Some participants were shown a list of unknown songs from unknown bands. They then were asked to rate songs from one star ("I hate it") to five stars ("I love it") and given the opportunity to download the song. This was the independent condition. People were free to interact with content based on its own merits without being influenced by public metrics.

Other participants were assigned an influence condition. Here, participants had the same options like those in the first group. But other than the first group, they were shown the download counts for each song. Additionally, participants in the influence condition were split in eight independent groups. The authors did this in order to have different and independent estimates for the influence of metrics independent of contingent developments in either of the eight groups. Thus, the author can experimentally measure the impact that publicly available metrics have on the behavior of users.
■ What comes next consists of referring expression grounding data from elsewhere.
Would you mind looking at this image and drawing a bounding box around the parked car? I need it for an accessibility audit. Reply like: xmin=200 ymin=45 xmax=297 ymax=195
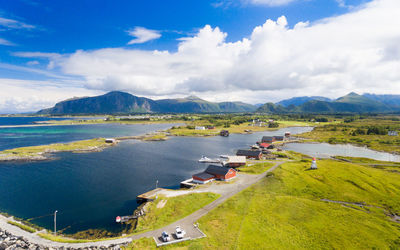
xmin=175 ymin=226 xmax=186 ymax=239
xmin=161 ymin=231 xmax=170 ymax=242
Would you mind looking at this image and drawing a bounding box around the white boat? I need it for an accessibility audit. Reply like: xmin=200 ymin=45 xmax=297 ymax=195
xmin=198 ymin=156 xmax=220 ymax=163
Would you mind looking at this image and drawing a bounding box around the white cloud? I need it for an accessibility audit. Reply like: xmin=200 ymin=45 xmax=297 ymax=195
xmin=0 ymin=37 xmax=14 ymax=46
xmin=26 ymin=60 xmax=40 ymax=66
xmin=3 ymin=0 xmax=400 ymax=112
xmin=126 ymin=27 xmax=161 ymax=45
xmin=0 ymin=79 xmax=102 ymax=113
xmin=245 ymin=0 xmax=298 ymax=6
xmin=13 ymin=52 xmax=61 ymax=59
xmin=47 ymin=0 xmax=400 ymax=104
xmin=0 ymin=17 xmax=35 ymax=29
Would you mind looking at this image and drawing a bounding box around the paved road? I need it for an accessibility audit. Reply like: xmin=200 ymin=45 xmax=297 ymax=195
xmin=0 ymin=162 xmax=283 ymax=248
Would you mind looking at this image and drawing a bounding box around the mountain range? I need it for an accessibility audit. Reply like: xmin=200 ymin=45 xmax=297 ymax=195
xmin=37 ymin=91 xmax=257 ymax=114
xmin=257 ymin=92 xmax=400 ymax=114
xmin=37 ymin=91 xmax=400 ymax=115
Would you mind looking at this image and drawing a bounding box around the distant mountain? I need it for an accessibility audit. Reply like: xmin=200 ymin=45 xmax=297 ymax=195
xmin=276 ymin=96 xmax=331 ymax=107
xmin=37 ymin=92 xmax=257 ymax=114
xmin=256 ymin=103 xmax=288 ymax=113
xmin=363 ymin=93 xmax=400 ymax=108
xmin=37 ymin=91 xmax=158 ymax=115
xmin=257 ymin=92 xmax=395 ymax=114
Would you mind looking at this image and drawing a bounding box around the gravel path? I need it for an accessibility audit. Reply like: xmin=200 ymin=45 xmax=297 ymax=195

With this set-up the authors ran two experiments that varied based on the presentation of songs. Here, the second experiment varied from the first in that it arranged songs in a ranking based on their download counts. This reinforced the influence signal contained in the download metric through spatial arrangement. Accordingly, the influence of metrics should be most pronounced in the second experiment. So, what did the authors find?

"In both experiments, we found that all eight social influence worlds (...) exhibit greater inequality - meaning popular songs are more popular and unpopular songs are less popular - than the world in which individuals make decisions independently. (...) we also note that inequality increased when the salience of the social information signal was increased from experiment 1 to experiment 2. Thus our results suggest not only that social influence contributes to inequality of outcomes in cultural markets, but that as individuals are subject to stronger forms of social influence, the collective outcomes will become increasingly unequal."

[Salganik, Dodds, and Watts, 2006], p. 855.

For details on the procedure and further results make sure to check out the study and the subsequent pieces by the authors [Salganik, Dodds, and Watts, 2006, Salganik and Watts, 2008, Salganik and Watts, 2009]. But for our purposes, these original findings already suffice. The study by Salganik and colleagues shows that metrics matter for audience behavior. Publicly available signals about the behavior of others clearly influenced user in their own behavior. Those signals clearly matter for users in digital communication environments.

In their study, Salganik and colleagues creatively translate a potential mechanism for the effects of publicly visible metrics on audience behavior into testable experiments. This makes the study an informative template for future work on the effects of the design of digital communication environments on user behavior, in general.